Sunday, September 4, 2011

Home

Home
Well, it has been 60 years now. It was an old house then. If we really pressed the issue, we could probably buy the place. But we’ve let it go. I’ve watched it turn itself back to nature. Weeds overtake the front porch where we sat and talked with Mable, Grandma, Roy, Lloyd, Daddy, JP, Martha and so many other loved ones. It sits there on that hill all alone.
I suppose I have been waiting on the resting souls to move in the hearts of the living. But life is not as easy as that. God does not seem to be a respecter of my fantasies. Any time I try to move one of those mountains, I am put in my place by those who don’t have a lot of faith in me.
Lately, I’ve been dreaming. I wish that I had the old home place. I can imagine cleaning up the old yard and getting rid of overgrown bushes so I can plant new things. I think of – no – I dream of a time when the kids can all come over and play the way I played. They can expect – fully expect – the rest of the family to appear there.
I don’t know why we cannot have it. I know my daddy would have wanted it that way. You have to think about it all from his point of view. As my daddy lay dying, he worried about the old home place. Why? You would think that he had enough to worry about. He knew his life was winding down, but when I promised him we would try to see after the old home place, he was grateful. He put his hands together like he was saying a prayer to me and he said, “Thank you. Thank you.”
Every time I see Howard, the first thing he asks me is, “How is everybody back home?” and then he asks, “Is the old house still there?”
Why?
It is very important to Daddy and Howard. Whatever it held for them, it holds for me. The thought of a bulldozer pushing that house down is more than I can bear to imagine. But it has been suggested more than once. There are those who have never known the magic of a home. Had it not been for that place, I would be among them.
The old house is an entity to me. It holds the spirits of the ones who felt the security of its shelter. After 60 years of struggle, Grandma found a safe place in this world. She took the only money that she received from the army that took her son, and she bought a home.

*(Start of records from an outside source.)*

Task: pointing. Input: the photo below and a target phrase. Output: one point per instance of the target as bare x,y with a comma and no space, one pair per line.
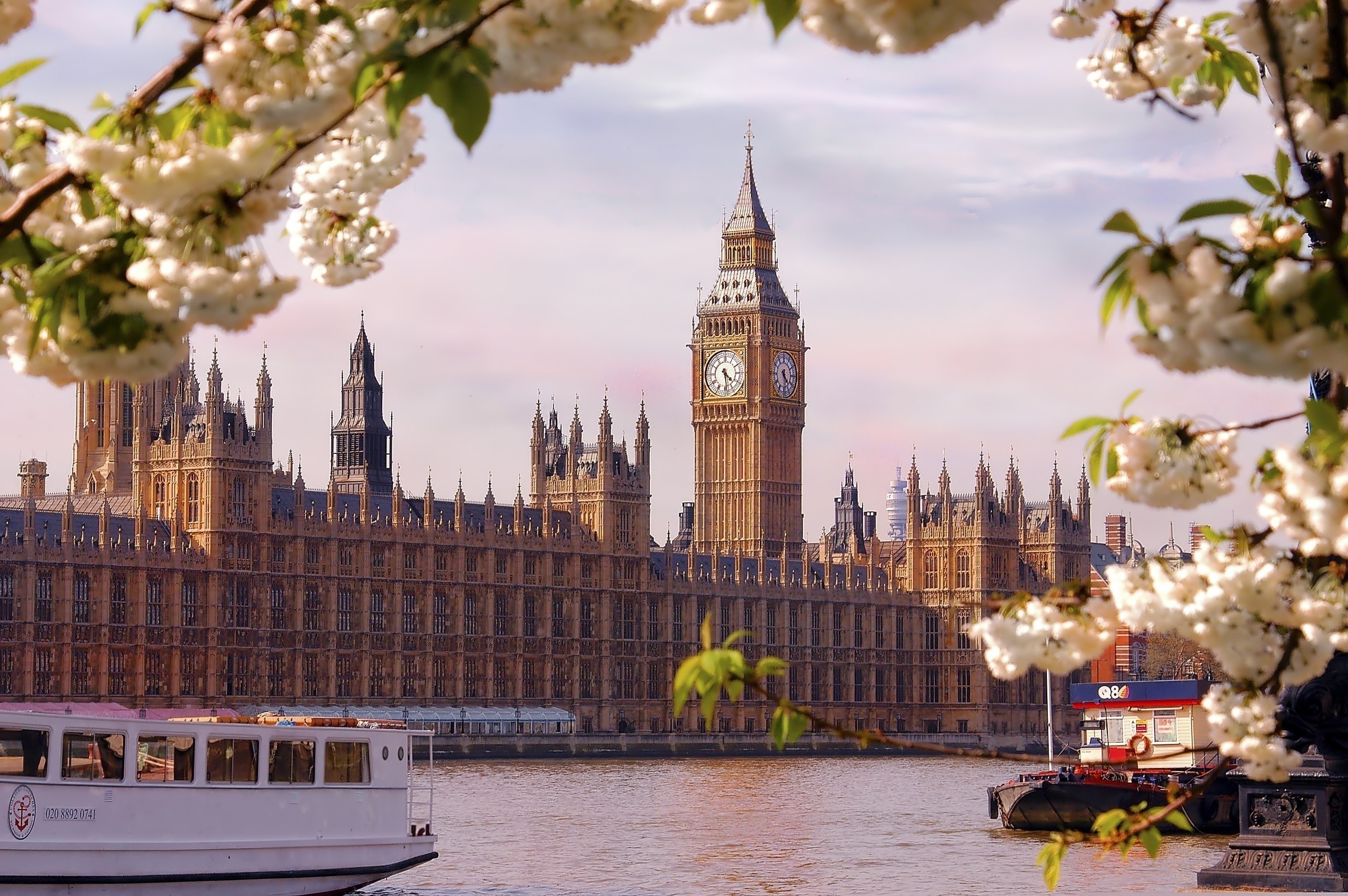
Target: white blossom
335,230
537,44
1048,635
893,26
1069,26
1163,464
1306,503
15,15
1199,318
1246,728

The monument stands to Roy, Mable, Grandma, Daddy, Tom, Charles and even Howard.
When we were little children, we made tiny ripples up there. From there, the ripples became waves that carried us all over the world. Now I am getting old too. I have ridden on some waves until they crashed and I have looked back to where my adventure began. There is a hush where my life started. There is a stillness where rocking chairs once rocked. No floor fan hums, no TV plays, no coffee perks and no dishes clink. No phone rings and no jokes are told. There is no garden. There are no apples. The gravel doesn’t let me know that an old, heavy car is slowly pulling in.
In a few windows, curtains still hang and an occasional breeze animates them and I can see ghosts. We’ve tried to have the power turned off for over a year. Georgia Power tells us that the power isn’t in our name and we can’t turn it off. They tell us that it is in the name of Charles W. Coker and he is the only one who can authorize this. I think Charlie is trying to tell us something. We don’t have the authority to end the life of that home.